Abrogation de la réforme des retraites : le texte du RN jugé recevable par les députés
latribune.fr
Le texte du RN visant à abroger la dernière réforme des retraites qui avait porté l'âge de départ à 64 ans, a été jugée recevable ce mercredi au bureau de l'Assemblée nationale.
Reuters
Le texte du RN visant à abroger la dernière réforme des retraites qui avait porté l'âge de départ à 64 ans, a été jugé recevable ce mercredi au bureau de l'Assemblée nationale, ouvrant la voie à un examen qui posera des questions délicates de positionnement à la gauche parlementaire.
Le texte du RN visant à abroger la dernière réforme des retraites a été jugée recevable ce mercredi au bureau de l'Assemblée nationale. La plus haute instance exécutive de l'Assemblée nationale, à majorité de gauche et où le RN n'a actuellement pas de droit de vote, devait se prononcer sur sa recevabilité financière, alors que les députés n'ont théoriquement pas le droit de proposer des mesures aggravant la situation des finances publiques.
Dix députés (sur 22) se sont prononcés pour la recevabilité et sept contre. Les représentants du Nouveau Front populaire ont voté pour. Le texte ira en commission avant une arrivée prévue dans l'hémicycle le 31 octobre, où le parti d'extrême droite compte défendre son texte lors de sa niche parlementaire, une journée réservée à ses propositions de loi.
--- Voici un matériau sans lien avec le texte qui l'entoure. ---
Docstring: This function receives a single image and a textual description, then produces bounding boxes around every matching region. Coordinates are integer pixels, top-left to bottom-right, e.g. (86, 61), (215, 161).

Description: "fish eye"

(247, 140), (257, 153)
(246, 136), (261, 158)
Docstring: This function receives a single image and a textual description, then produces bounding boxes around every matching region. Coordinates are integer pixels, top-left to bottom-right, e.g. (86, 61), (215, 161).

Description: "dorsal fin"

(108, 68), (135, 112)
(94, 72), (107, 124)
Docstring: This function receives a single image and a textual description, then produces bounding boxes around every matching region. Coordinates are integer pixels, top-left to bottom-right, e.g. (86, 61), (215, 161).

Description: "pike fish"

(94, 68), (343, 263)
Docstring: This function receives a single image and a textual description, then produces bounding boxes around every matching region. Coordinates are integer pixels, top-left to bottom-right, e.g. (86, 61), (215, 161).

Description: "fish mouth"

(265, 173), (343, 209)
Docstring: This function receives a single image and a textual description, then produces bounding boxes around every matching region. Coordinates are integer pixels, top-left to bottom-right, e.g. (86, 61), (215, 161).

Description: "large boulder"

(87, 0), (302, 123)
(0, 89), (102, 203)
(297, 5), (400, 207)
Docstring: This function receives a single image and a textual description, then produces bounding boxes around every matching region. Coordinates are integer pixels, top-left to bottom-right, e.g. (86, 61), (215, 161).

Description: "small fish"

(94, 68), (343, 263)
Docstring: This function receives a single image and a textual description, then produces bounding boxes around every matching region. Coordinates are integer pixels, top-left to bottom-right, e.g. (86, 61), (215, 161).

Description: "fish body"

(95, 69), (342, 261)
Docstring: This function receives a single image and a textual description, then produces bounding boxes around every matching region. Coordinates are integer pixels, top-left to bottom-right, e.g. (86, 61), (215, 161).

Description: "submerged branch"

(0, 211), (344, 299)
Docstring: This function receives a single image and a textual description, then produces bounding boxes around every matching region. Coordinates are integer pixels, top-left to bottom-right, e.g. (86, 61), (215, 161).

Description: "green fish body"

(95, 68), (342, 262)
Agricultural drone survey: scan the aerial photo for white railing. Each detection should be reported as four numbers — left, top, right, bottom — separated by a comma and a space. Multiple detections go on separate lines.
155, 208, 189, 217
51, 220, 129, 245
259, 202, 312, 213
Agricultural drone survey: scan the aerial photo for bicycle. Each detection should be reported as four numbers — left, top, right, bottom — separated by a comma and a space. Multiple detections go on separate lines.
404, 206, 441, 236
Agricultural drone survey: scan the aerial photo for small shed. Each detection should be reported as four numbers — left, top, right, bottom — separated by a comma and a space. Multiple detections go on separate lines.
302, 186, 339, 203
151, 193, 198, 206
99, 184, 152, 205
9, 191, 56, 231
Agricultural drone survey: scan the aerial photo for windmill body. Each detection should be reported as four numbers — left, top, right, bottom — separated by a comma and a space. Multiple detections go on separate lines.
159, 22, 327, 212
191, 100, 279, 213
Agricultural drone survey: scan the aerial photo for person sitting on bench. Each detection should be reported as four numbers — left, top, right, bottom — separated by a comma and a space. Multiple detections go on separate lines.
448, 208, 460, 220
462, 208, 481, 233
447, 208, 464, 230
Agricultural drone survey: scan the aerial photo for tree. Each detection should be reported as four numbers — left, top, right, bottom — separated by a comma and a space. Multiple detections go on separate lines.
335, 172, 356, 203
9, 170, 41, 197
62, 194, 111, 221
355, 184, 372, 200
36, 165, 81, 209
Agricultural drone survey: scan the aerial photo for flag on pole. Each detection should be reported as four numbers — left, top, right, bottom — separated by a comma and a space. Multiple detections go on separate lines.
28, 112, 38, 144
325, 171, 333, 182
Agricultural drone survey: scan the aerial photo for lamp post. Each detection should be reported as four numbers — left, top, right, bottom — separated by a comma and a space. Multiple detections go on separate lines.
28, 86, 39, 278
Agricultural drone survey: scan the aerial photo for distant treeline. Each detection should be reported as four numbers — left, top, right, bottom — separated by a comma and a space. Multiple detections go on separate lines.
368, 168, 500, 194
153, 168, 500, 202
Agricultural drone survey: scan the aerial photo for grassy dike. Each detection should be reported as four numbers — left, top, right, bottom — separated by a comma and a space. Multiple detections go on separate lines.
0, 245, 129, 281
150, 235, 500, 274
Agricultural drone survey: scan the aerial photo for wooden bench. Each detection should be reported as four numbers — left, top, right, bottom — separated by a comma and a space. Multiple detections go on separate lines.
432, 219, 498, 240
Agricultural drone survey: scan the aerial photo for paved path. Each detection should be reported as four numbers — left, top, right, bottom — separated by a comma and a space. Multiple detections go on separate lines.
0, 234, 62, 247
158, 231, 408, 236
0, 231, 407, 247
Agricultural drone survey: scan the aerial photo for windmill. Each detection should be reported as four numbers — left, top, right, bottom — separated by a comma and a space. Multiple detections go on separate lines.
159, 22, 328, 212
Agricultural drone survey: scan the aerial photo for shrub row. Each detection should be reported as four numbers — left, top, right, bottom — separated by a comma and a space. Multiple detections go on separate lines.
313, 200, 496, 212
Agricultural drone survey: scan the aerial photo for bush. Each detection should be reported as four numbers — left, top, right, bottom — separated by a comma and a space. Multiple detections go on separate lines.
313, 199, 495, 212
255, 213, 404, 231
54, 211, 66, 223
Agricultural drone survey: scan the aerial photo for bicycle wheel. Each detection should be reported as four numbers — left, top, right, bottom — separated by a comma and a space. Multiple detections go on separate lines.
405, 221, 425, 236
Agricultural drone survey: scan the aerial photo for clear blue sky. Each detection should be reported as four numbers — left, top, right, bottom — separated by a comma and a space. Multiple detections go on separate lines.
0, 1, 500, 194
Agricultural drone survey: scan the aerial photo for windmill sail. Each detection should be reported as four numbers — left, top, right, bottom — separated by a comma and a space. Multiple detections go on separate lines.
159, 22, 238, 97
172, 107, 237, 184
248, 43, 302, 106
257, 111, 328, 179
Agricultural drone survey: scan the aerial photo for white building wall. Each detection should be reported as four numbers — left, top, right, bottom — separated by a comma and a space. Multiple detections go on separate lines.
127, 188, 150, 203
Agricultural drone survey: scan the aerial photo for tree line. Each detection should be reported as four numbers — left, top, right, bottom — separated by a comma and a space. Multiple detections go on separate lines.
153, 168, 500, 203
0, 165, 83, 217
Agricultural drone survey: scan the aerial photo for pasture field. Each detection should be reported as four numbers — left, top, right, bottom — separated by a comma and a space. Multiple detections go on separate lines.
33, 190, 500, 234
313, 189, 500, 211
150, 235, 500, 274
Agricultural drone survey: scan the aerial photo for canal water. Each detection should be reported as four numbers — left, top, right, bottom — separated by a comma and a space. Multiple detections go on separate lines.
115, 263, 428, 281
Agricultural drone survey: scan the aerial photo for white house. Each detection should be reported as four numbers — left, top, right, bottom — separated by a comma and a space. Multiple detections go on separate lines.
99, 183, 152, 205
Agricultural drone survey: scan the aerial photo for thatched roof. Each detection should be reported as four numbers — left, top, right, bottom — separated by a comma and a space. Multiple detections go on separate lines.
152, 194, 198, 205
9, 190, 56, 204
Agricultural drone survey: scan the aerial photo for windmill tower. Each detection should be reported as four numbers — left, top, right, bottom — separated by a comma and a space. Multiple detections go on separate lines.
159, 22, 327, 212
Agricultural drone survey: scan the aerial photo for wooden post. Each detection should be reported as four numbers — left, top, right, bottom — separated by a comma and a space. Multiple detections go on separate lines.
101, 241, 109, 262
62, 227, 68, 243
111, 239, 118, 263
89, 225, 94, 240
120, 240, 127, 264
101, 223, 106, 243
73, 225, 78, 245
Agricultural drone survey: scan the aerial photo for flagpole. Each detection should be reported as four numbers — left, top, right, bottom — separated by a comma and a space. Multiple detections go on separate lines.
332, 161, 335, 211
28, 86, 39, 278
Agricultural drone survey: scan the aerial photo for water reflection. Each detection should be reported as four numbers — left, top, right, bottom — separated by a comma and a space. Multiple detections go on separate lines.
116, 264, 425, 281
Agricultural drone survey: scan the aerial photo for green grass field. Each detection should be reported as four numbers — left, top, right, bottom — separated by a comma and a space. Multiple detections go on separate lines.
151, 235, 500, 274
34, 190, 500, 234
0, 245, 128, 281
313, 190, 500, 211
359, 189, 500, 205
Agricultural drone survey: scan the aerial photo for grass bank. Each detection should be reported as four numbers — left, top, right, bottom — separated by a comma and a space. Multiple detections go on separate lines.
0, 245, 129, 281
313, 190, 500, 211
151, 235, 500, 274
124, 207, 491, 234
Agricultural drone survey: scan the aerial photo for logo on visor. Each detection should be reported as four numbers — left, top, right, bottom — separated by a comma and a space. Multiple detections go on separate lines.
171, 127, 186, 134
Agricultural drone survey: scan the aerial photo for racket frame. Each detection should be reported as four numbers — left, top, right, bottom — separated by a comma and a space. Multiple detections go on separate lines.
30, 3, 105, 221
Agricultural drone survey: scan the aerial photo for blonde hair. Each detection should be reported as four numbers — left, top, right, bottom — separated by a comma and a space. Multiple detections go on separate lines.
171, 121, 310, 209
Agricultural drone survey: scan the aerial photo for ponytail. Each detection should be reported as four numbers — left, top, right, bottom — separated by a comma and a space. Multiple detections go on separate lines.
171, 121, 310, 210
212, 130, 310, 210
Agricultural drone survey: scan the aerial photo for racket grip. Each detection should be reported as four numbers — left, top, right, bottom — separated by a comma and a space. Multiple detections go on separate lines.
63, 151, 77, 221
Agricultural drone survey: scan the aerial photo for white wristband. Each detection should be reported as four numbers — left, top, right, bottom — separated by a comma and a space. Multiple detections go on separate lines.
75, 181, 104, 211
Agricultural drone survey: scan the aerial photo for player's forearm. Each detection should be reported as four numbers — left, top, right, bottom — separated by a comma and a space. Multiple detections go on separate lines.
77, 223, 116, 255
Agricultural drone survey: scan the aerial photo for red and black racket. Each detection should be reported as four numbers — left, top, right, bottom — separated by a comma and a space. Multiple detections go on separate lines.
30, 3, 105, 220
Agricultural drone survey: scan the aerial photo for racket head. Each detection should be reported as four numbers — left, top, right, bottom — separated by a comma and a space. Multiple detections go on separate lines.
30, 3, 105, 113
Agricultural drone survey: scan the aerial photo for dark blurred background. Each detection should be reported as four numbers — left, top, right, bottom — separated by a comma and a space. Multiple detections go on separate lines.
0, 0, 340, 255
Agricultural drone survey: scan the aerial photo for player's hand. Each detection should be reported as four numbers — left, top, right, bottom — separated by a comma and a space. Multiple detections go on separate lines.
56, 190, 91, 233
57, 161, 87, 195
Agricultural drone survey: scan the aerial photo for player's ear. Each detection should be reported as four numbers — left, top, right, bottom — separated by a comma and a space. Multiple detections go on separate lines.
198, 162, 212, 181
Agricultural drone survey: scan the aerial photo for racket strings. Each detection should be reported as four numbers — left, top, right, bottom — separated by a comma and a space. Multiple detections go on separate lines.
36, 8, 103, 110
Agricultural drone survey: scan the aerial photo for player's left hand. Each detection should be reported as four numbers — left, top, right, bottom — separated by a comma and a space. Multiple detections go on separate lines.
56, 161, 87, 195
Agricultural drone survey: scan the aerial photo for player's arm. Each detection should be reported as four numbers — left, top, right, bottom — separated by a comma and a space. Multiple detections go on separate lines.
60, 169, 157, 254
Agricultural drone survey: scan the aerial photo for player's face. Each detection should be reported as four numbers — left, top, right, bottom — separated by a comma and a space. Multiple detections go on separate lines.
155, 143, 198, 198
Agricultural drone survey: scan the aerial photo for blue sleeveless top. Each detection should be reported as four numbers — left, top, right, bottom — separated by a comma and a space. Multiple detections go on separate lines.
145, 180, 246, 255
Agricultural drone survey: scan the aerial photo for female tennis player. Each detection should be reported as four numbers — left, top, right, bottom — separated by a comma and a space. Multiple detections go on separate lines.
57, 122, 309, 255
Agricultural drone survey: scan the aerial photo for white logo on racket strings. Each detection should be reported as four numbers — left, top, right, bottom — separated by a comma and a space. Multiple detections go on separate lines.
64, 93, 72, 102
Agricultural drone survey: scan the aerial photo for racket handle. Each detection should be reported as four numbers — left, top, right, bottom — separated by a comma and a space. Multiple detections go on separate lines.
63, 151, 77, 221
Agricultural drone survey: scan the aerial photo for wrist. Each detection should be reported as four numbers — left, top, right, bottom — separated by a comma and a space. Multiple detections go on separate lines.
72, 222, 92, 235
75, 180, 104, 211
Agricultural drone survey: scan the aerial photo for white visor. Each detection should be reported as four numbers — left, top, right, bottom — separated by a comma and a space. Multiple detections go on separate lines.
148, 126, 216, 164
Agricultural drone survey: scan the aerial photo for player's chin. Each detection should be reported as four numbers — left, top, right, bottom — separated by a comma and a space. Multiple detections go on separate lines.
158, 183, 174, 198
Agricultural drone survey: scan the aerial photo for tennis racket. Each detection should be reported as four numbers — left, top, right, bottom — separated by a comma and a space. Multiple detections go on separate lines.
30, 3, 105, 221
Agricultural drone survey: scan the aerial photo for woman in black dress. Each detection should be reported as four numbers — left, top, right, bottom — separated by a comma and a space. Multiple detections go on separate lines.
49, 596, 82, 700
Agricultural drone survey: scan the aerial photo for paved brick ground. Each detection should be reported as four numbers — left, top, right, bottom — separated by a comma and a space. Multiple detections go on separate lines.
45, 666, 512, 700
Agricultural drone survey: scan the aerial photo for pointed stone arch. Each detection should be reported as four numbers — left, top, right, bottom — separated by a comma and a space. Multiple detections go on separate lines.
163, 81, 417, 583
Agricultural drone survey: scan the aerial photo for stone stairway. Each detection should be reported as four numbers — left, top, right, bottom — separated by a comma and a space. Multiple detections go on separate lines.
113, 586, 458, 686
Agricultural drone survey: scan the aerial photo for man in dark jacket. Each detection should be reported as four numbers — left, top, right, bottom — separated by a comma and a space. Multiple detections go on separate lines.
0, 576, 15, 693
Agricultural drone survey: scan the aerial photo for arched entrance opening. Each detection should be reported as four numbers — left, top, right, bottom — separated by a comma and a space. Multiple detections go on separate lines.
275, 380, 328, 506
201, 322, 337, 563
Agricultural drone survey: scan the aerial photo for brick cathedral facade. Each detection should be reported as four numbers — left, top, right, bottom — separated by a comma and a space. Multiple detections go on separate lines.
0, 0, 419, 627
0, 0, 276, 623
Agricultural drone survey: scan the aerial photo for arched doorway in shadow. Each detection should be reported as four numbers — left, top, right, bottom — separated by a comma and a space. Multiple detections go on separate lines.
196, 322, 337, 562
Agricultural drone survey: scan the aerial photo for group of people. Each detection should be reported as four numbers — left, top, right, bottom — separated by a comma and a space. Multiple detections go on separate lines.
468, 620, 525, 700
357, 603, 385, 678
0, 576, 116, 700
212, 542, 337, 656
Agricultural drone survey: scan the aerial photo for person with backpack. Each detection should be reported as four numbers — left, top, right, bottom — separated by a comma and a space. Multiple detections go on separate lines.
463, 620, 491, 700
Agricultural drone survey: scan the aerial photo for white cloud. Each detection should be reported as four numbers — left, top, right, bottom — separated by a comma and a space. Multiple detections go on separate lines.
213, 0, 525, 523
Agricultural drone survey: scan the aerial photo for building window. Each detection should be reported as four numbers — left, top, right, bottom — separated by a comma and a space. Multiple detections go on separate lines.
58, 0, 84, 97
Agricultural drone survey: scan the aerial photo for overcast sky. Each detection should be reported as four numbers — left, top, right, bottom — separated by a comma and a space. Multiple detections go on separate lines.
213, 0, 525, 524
Pour rappel, il avait soumis sa proposition de loi le 12 septembre.
«Promesse tenue», a salué sur X le député Thomas Ménagé, co-auteur du texte avec la présidente du groupe RN Marine Le Pen.
Dans le détail, son texte prévoit de faire revenir l'âge normal de départ à 62 ans « à compter de la génération 1955 », et de fixer la durée de cotisation requise à 42 annuités, « à compter de la génération 1961 ». Une position intermédiaire entre la situation actuelle et une réforme plus ambitieuse, que le RN mettrait en place en cas d'arrivée au pouvoir, ont déclaré plusieurs sources au sein du groupe. La loi sur le report de l'âge de départ à la retraite à 64 ans avait été adopté en 2023 après qu'Elisabeth Borne, alors Première ministre, avait engagé l'article 49.3 pour faire passer la réforme à l'Assemblée nationale.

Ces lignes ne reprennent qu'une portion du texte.